MATARAM (ceraken.id)– Produksi kain tenun perempuan Sasak di Lombok ikut menopang kebutuhan rumah tangga sehari-hari. Tenun merupakan peradaban perempuan Sasak di Lombok yang ikut menandai kekayaan Wastra Nusantara.
Khaerul Anwar di Khazanah Tenun Tradisional NTB (2022), mencantumkan aktivitas menenun sudah berlangsung berabad-abad di dunia, namun kapan persisnya tradisi menenun berjalan di Lombok, belum diketahui pasti. Sejumlah telusur pustaka menyebutkan, sebelum tradisi menenun ke Nusantara dan ke Lombok, ada dugaan kebudayaan menenun bermula di sekitar Mesopotamia dan Mesir tahun 5000 SM.
Dina Faisal, pemilik Studio Bidadariku di Lombok Tengah, tahun 2023, pernah meriset tenun Lombok. Penelitiannya bahkan telah dipublikasikan TVRI NTB melalui program dokumenter. Dalam tayangan itu, Dina menyatakan aktivitas menenun di Lombok saat ini bisa dilihat di Desa Sade, Lombok Tengah. Lebih luas lagi tenun Sasak telah menjadi komoditas di desa wisata. Di satu sisi tengah menghadapi tantangan keluhuran dari sebuah motif. Corak merefleksikan karya, cipta dan rasa penenun.
Menurut Dina, manifestasi nilai luhur masyarakat Sasak pada tenun tercermin dalam warna-warna kain Tenun Sasak. Warna biru, dan merah dipercaya merupakan warna purba di atas sehelai kain tenun Sasak Lombok. Fakta tersebut ikut menunjukan bahwa aktivitas pewarnaan pada kain tenun Sasak sudah berlangsung sejak satu abad lalu, yaitu menggunakan pewarna alami.
Dina memastikan, kegiatan mewarnai benang atau kain tenun tersambung dengan cara mendapat kapas. Jenis kapas ada kelasnya maka masyarakat Lombok mulai menanam kapas secara mandiri. Tujuannya agar terhindar dari benang impor.
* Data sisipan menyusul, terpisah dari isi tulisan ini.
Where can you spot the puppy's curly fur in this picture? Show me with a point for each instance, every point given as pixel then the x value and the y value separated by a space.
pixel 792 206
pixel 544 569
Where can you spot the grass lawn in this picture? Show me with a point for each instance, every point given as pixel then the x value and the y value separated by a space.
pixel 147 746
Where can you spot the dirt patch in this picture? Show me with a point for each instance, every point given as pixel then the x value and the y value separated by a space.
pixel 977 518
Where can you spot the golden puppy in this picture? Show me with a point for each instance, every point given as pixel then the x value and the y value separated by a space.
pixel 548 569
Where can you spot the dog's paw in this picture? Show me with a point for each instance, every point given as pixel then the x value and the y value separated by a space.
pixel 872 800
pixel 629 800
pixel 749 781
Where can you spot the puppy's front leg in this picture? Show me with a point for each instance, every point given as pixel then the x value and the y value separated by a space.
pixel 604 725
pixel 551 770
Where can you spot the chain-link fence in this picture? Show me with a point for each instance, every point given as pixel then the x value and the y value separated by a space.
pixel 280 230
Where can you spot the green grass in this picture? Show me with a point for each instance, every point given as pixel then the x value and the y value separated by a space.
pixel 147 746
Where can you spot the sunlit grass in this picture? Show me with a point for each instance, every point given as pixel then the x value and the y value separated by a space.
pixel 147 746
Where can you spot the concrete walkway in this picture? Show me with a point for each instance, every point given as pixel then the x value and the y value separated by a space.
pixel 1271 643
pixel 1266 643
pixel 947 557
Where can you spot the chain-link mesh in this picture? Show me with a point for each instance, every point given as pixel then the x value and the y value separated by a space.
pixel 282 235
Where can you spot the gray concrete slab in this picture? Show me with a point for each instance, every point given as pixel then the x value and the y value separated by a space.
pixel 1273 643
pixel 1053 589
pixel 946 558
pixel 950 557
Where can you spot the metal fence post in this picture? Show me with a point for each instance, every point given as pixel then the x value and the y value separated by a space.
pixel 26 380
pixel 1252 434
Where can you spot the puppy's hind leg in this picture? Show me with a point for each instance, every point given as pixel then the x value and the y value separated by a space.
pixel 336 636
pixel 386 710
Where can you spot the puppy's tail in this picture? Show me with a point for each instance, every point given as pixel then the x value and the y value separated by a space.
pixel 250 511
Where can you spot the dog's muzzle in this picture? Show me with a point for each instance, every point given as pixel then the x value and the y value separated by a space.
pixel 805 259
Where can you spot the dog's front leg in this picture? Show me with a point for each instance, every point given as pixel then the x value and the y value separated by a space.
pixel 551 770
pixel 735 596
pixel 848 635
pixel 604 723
Kemandirian Masyarakat dalam menenun tersambung dengan kebiasaan orang tua memberi alat tenun kepada anak perempuan.
Penelusuran Dina mencari seluk-beluk tanaman kapas di Lombok, mempertemukan dia dengan beberapa pihak yang pernah menanam kapas di kebun. Penanaman tersebut ikut didukung program pemerintah. Untuk mendapatkan kapas, tanaman perlu tujuh bulan untuk berbunga. Untuk mengolah kapas menjadi benang pun membutuhkan alat khusus.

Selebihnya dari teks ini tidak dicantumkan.